En qualité d’expert du risque, les assureurs ont un rôle d’alerte auprès des autorités. Si notre capacité d’action est forte, elle est limitée face à un enjeu systémique qui relève nécessairement d’une chaîne de responsabilités. D’où la nécessité de réunir tout le monde autour de la table. Malheureusement, il n’y a pas de lieu où les collectivités locales, les pouvoirs publics, les assureurs, les assurés ainsi que les autres parties prenantes, peuvent se réunir afin d’élaborer un projet d’aménagement territorial de long terme.
Les solutions à mettre en œuvre
La France est très exposée au risque climatique. Il ne faut pas regarder la multiplication des catastrophes naturelles sous un angle exceptionnel.
Aéma Groupe est en première ligne face au changement climatique. Or, le secteur de l’assurance a un rôle de couverture et de réparation qui commence à toucher ses limites. Les fonds propres du secteur de l’assurance s’élèvent à 150 milliards d’euros. À titre de comparaison, le coût du Covid s’est élevé à 200 milliards d’euros. Ainsi, les risques augmentent plus vite que les fonds propres des assureurs. L’assurance ne pourra pas répondre seule au changement climatique et aux risques systémiques.

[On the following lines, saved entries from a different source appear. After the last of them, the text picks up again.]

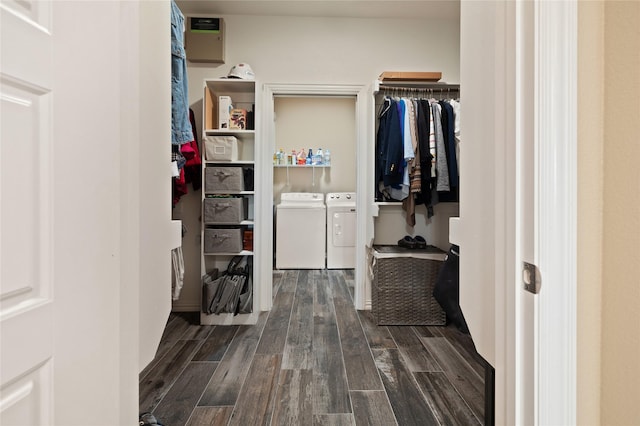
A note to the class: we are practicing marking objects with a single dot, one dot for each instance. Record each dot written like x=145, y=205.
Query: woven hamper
x=402, y=290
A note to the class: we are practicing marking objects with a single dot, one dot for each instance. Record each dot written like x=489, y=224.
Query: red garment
x=179, y=187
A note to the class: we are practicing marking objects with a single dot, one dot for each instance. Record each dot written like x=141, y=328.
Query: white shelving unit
x=243, y=95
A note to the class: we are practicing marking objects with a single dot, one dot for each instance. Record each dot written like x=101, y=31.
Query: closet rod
x=422, y=88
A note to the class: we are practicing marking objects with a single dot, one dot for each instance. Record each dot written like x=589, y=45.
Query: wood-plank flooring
x=313, y=360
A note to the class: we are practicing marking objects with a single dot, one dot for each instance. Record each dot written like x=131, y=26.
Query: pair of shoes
x=413, y=243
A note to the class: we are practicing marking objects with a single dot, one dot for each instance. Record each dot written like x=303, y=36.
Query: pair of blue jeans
x=180, y=125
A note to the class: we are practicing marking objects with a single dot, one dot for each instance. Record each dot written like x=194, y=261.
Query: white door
x=26, y=257
x=526, y=301
x=546, y=123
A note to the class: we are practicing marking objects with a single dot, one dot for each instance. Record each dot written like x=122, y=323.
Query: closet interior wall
x=390, y=224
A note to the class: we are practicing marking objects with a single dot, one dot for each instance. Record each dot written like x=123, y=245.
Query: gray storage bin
x=223, y=240
x=221, y=148
x=223, y=179
x=225, y=210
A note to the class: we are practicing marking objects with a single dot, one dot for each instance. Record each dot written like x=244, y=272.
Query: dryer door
x=343, y=228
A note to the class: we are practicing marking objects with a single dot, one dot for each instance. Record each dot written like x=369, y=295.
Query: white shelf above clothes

Les actions concrètes à long terme sur les effets du réchauffement climatique sont inexistantes. Or, le rôle de prévention est très important dans le cadre de l’aménagement du territoire, par exemple contre la hausse du niveau de la mer, les risques d’inondation autour des fleuves… Il faut investir dans la prévention, aménager son terrain, mettre en place des barrières anti-eau pour éviter des dégâts considérables… La France est exemplaire en matière d’assurance. Il existe une culture de l’assurance en France où la plupart des citoyens sont assurés, avec une forte mutualisation. Mais nous avons besoin d’une prise de conscience urgente du façonnage du territoire.